バイブル・エッセイ(558)「信仰の火」


信仰の火
「腰に帯を締め、ともし火をともしていなさい。主人が婚宴から帰って来て戸をたたくとき、すぐに開けようと待っている人のようにしていなさい。主人が帰って来たとき、目を覚ましているのを見られる僕たちは幸いだ。はっきり言っておくが、主人は帯を締めて、この僕たちを食事の席に着かせ、そばに来て給仕してくれる。主人が真夜中に帰っても、夜明けに帰っても、目を覚ましているのを見られる僕たちは幸いだ。このことをわきまえていなさい。家の主人は、泥棒がいつやって来るかを知っていたら、自分の家に押し入らせはしないだろう。あなたがたも用意していなさい。人の子は思いがけない時に来るからである。」(ルカ12:35-40)
「腰に帯を締め、ともし火をともしていなさい」とイエスは言います。主人をすぐに迎え入れるためには、いつも心に愛の火をともしている必要があるのです。主人が帰って来てから火を起こすのでは遅すぎるのです。
 夏のキャンプで、キャンプファイアーをすることがあります。盛大に燃え上がる火の回りで歌ったり踊ったりするのは、キャンプの大きな楽しみです。ですが、大きな火を燃え上がらせるのは簡単なことではありません。たとえば、雨上がりで木が湿っていればなかなか火がつきません。まず、木をしっかり乾かす必要があるのです。小さな木や新聞紙をくべると、一瞬大きな火を作り出すことができますが、長くは持ちません。長時間燃え続けさせたいなら、下の方にある大きな木に、しっかりと火をつける必要があるのです。
 愛の炎を燃え上がらせるときにも、似たようなことが言えます。不平や不満ばかり言うじめじめした心に、愛の火を燃え上がらせるのは難しいことです。心に愛の火を燃え上がらせたいなら、いつも心を謙遜に保っておく必要があるのです。
 神様は、いつでもわたしたちに最高の恵みを準備してくださいます。ですが、傲慢な心は、神様がどんなにすばらしい恵みを準備して下さったとしても、「そんなこと当然だ」と思い、「これが足りない」とか「これは欲しくない」とか文句を言ってその恵みを台無しにしてしまうのです。大切なのは、謙遜な心で神様の愛に感謝することです。「こんなわたしのために恵みを準備して下さるなんてありがたい」と思い、感謝する心に神様への愛が燃え上がります。

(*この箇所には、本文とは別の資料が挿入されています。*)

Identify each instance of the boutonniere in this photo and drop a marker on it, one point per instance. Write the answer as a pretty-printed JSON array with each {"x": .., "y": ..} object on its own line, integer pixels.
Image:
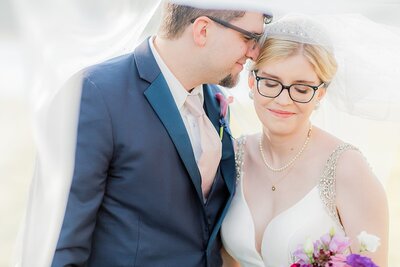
[{"x": 223, "y": 105}]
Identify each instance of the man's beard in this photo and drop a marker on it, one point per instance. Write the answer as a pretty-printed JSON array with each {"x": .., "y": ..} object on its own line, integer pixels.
[{"x": 229, "y": 81}]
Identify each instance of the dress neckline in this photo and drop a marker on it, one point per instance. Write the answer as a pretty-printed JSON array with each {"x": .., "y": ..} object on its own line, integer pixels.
[{"x": 273, "y": 220}]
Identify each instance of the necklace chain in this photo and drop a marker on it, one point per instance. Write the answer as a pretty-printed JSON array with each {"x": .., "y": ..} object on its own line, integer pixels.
[{"x": 290, "y": 163}]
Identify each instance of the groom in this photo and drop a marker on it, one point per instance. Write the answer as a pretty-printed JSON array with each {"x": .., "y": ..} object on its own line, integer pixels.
[{"x": 148, "y": 187}]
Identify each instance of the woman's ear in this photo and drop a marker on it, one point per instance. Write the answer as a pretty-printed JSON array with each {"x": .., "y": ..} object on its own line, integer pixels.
[
  {"x": 321, "y": 93},
  {"x": 251, "y": 80}
]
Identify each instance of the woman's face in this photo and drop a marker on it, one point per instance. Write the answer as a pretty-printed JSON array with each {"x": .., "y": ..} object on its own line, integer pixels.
[{"x": 282, "y": 115}]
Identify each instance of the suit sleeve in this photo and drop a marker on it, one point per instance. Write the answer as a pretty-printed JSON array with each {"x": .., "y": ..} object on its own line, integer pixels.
[{"x": 94, "y": 149}]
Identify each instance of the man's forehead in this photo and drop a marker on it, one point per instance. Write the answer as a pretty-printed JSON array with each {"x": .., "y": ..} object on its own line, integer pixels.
[{"x": 260, "y": 6}]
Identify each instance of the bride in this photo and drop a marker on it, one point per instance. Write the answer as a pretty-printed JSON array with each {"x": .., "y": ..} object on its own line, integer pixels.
[{"x": 296, "y": 181}]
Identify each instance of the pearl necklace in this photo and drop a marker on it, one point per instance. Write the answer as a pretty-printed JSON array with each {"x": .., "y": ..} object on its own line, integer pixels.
[{"x": 290, "y": 163}]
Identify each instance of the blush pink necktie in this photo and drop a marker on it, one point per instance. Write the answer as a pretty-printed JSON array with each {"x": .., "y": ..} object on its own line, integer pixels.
[{"x": 211, "y": 147}]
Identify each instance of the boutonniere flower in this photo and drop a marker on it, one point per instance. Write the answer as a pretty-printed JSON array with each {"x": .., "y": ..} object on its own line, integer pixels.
[{"x": 223, "y": 104}]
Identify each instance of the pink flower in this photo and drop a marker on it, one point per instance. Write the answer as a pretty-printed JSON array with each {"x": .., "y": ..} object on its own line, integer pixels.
[
  {"x": 339, "y": 244},
  {"x": 339, "y": 260}
]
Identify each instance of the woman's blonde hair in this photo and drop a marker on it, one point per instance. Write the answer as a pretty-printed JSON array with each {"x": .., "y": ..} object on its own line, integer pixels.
[{"x": 322, "y": 60}]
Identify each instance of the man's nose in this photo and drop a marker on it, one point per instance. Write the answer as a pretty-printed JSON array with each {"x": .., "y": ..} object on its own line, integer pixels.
[{"x": 253, "y": 51}]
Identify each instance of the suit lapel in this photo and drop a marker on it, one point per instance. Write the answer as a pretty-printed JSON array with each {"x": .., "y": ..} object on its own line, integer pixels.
[
  {"x": 227, "y": 164},
  {"x": 160, "y": 98},
  {"x": 227, "y": 161}
]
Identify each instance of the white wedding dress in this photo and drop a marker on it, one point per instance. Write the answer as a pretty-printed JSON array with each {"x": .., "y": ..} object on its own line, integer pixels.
[{"x": 311, "y": 217}]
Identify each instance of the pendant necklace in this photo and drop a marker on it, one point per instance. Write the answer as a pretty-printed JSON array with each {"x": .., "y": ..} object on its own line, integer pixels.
[{"x": 290, "y": 162}]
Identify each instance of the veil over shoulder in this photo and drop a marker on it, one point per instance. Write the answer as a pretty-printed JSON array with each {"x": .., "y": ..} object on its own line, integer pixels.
[{"x": 361, "y": 104}]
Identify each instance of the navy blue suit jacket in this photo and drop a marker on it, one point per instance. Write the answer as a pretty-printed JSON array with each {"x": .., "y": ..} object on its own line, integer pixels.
[{"x": 136, "y": 197}]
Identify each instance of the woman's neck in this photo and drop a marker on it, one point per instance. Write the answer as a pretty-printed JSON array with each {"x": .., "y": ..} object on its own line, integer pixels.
[{"x": 279, "y": 149}]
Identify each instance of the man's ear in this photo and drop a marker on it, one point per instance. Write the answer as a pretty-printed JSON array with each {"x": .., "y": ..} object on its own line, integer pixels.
[{"x": 200, "y": 30}]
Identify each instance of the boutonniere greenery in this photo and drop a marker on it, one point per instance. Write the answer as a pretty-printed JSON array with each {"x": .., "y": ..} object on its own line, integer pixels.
[{"x": 223, "y": 104}]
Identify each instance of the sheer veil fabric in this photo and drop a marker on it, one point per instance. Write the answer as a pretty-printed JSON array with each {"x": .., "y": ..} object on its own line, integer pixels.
[
  {"x": 361, "y": 105},
  {"x": 63, "y": 37}
]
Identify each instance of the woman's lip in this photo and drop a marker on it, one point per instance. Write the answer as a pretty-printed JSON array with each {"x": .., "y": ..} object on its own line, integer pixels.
[{"x": 281, "y": 113}]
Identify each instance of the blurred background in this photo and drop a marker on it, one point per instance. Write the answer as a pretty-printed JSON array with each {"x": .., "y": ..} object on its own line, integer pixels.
[{"x": 55, "y": 38}]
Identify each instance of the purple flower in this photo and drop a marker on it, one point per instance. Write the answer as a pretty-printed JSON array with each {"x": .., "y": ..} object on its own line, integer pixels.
[
  {"x": 223, "y": 103},
  {"x": 356, "y": 260}
]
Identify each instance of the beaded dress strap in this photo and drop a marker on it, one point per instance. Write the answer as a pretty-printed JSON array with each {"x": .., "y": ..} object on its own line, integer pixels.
[
  {"x": 327, "y": 182},
  {"x": 239, "y": 156}
]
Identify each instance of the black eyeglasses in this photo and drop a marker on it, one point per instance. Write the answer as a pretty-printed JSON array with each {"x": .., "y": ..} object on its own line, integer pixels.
[
  {"x": 250, "y": 36},
  {"x": 301, "y": 93}
]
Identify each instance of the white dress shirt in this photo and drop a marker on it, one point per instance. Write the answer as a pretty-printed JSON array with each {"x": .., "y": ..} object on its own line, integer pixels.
[{"x": 179, "y": 93}]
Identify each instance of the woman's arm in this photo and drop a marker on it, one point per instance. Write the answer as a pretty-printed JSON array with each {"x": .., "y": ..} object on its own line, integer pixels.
[
  {"x": 227, "y": 259},
  {"x": 362, "y": 203}
]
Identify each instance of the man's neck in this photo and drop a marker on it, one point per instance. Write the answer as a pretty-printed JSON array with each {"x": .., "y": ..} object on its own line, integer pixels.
[{"x": 175, "y": 54}]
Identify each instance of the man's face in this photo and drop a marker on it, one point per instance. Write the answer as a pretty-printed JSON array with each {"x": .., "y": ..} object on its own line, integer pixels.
[{"x": 234, "y": 48}]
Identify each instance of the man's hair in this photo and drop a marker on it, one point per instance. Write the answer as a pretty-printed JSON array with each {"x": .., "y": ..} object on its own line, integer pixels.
[{"x": 177, "y": 17}]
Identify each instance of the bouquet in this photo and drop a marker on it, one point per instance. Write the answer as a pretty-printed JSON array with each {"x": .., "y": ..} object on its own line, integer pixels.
[{"x": 330, "y": 251}]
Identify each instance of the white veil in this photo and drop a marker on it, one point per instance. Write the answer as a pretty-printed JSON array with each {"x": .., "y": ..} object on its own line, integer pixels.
[
  {"x": 362, "y": 102},
  {"x": 62, "y": 37}
]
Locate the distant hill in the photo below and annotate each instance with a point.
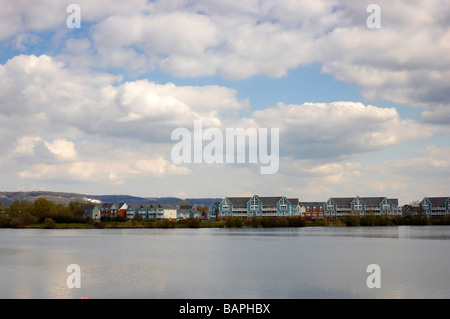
(64, 198)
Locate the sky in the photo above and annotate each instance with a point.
(360, 110)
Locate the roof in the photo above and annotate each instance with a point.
(372, 200)
(269, 201)
(89, 207)
(342, 200)
(437, 201)
(167, 205)
(238, 201)
(312, 203)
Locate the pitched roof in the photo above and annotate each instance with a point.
(437, 201)
(312, 204)
(342, 200)
(372, 200)
(269, 201)
(238, 201)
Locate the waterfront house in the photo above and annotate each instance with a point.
(152, 211)
(166, 211)
(312, 210)
(113, 209)
(258, 206)
(91, 211)
(213, 211)
(361, 206)
(435, 207)
(188, 212)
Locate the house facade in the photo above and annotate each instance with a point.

 大きな木にしっかりと火をつけることも大切です。みんなで大騒ぎをしたり、旅行をしたり、そんなときにだけぱっと燃え上がる信仰では、火が長持ちしません。心の表面を燃え上がらせるだけでなく、心を奥深くまでしっかりと燃やす必要があるのです。大きな火を燃やし続けたいならば、芯まで真っ赤に燃えている炭火のような信仰を持つ必要があるのです。そのためには、神様の愛を心の底から信じることです。神様の愛が心の底にまで達したとき、わたしたちの心は喜びと感謝の炎で赤々と燃え上がります。
 イエス様がいつ来られてもいいように、心に愛の火をともしていましょう。そのためには、心を不平や不満で湿らせてしまわないこと。そして、芯から赤々と燃える炭火のような信仰の火を燃やしていることです。燃え盛る信仰の恵みを神様に願いましょう。